A significant adjunct to this study is that LFP gamma activity in V1 was found to show the opposite behaviour, correlating positively with image predictability, particularly as indexed by the early layers of the OR-CNN (Uran et al., 2022). This implies susceptibility to lower-level features, and accords with previous reports that large regular stimuli (such as gratings, or patches of uniform chromaticity) elicit high gamma activity from area V1 (Ray and Maunsell, 2010; Jia et al., 2011; Peter et al., 2019; Gieselmann and Thiele, 2022). It demonstrates that gamma activity is not invariably a proxy of error signalling, as emerged in studies cited above (Bastos et al., 2020; Esmailpour et al., 2022) – that examined fluctuations in gamma activity occasioned by changes in cognitive states of visual expectation whilst viewing the identical stimulus. By contrast, increments in stimulus size (coupled with cognitive neutrality) can recruit coordinated responses from larger neural populations, facilitating local gamma synchronisation of LFP signals. Precisely how the neural mechanisms of the gamma cycle tie in to FF error signalling remains to be elucidated (Ferro et al., 2021).

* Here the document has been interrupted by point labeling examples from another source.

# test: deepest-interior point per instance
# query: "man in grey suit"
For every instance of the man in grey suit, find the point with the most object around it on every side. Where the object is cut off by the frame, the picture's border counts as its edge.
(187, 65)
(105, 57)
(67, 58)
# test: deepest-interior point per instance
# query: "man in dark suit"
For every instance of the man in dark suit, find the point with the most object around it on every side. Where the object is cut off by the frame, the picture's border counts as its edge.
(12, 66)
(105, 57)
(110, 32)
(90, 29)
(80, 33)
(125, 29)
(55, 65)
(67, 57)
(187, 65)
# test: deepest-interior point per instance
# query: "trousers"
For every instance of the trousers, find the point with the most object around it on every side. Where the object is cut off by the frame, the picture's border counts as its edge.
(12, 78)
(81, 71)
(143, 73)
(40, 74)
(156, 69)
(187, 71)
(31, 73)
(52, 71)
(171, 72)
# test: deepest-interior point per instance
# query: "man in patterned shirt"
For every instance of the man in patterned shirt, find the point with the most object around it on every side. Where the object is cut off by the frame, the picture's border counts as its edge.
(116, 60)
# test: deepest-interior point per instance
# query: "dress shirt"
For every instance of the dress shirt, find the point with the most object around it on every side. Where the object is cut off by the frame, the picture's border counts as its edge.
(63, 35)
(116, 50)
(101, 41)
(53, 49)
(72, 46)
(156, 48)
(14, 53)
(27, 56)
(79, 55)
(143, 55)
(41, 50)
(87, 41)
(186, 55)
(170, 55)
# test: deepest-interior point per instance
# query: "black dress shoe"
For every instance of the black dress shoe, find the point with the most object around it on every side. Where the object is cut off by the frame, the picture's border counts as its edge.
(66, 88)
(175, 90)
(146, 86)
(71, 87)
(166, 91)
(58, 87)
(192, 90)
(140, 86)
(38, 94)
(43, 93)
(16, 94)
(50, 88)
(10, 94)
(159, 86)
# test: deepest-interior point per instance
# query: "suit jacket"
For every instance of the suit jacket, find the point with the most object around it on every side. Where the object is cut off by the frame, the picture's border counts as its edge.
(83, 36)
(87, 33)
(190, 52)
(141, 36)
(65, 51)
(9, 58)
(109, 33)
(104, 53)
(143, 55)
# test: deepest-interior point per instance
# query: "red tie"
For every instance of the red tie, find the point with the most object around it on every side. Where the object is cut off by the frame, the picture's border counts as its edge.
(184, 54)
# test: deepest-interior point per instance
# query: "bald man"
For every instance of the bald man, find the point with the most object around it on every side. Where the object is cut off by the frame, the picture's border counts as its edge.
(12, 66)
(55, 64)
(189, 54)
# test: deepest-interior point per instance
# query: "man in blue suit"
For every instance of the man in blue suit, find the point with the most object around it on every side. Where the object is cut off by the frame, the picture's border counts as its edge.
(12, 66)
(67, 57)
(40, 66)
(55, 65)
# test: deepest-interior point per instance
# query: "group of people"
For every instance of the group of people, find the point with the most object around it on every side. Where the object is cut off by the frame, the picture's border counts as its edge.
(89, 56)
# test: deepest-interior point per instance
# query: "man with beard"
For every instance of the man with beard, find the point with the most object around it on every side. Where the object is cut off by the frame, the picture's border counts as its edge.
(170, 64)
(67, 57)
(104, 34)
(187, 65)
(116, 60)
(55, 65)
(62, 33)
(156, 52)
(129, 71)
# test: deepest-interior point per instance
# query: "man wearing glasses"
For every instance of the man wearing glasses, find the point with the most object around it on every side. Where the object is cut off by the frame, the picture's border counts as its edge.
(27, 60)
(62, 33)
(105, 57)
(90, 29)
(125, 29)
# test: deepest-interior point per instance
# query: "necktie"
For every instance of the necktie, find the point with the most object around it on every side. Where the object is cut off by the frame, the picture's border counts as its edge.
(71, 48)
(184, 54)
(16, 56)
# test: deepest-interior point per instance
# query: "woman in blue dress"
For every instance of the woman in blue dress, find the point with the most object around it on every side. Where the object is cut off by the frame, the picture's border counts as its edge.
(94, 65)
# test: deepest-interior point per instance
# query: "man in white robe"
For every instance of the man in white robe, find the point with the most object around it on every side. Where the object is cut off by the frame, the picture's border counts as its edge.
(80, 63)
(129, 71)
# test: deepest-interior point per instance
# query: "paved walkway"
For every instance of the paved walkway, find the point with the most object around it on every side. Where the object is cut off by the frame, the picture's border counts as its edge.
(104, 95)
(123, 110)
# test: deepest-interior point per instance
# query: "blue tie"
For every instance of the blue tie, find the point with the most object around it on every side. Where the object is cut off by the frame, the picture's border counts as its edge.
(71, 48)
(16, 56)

5 Predictive coding in mouse V1

In counterpoint to the diversity of sources cited in respect of primate work, the body of relevant findings in the mouse is largely the product of a single laboratory – Georg Keller (Friedrich Miescher Institute, Basel). Using behavioural paradigms to manipulate ‘natural expectation’ (as outlined above), it primarily exploits two-photon optical imaging to examine cellular and feedback axonal activity in layers 1–3 of mouse primary visual cortex (deeper layers being inaccessible due to the nature of the optical signal). The optical technique uses fluorescent signals to monitor concurrent spiking activity (bursts, as opposed to single spikes) in a large population of neurons; many remain individually identifiable over the course of multiple recording sessions, establishing a neural correlate of progressive expectation-learning behaviour. Direct comparison of findings between mouse and monkey is stymied, to a degree, by systematic differences in the laminar organisation of cortex in the two species. The supragranular layers of primate are disproportionately expanded, formed by novel developmental mechanisms and endowed with a greater diversity of glutamatergic cell types (Dehay et al., 2015; Cortay et al., 2020; Berg et al., 2021). One consequence is that the differential laminar origins of FF and FB connections between areas, that serves as a metric of hierarchical relations in the monkey, is obscure in the mouse (necessitating alternative systems based upon laminar terminations (Harris et al., 2019; D'Souza et al., 2022); see Shipp and Friston (2023) for consideration of how this bears upon hierarchical systematics of predictive coding). Irrespective of cortical lamination, predictive processing in mouse V1 does appear to employ several classes of neuron with functions to match the computational units shown in Figure 2 – although, quixotically, the first to be explicitly characterised might seem something of a misfit.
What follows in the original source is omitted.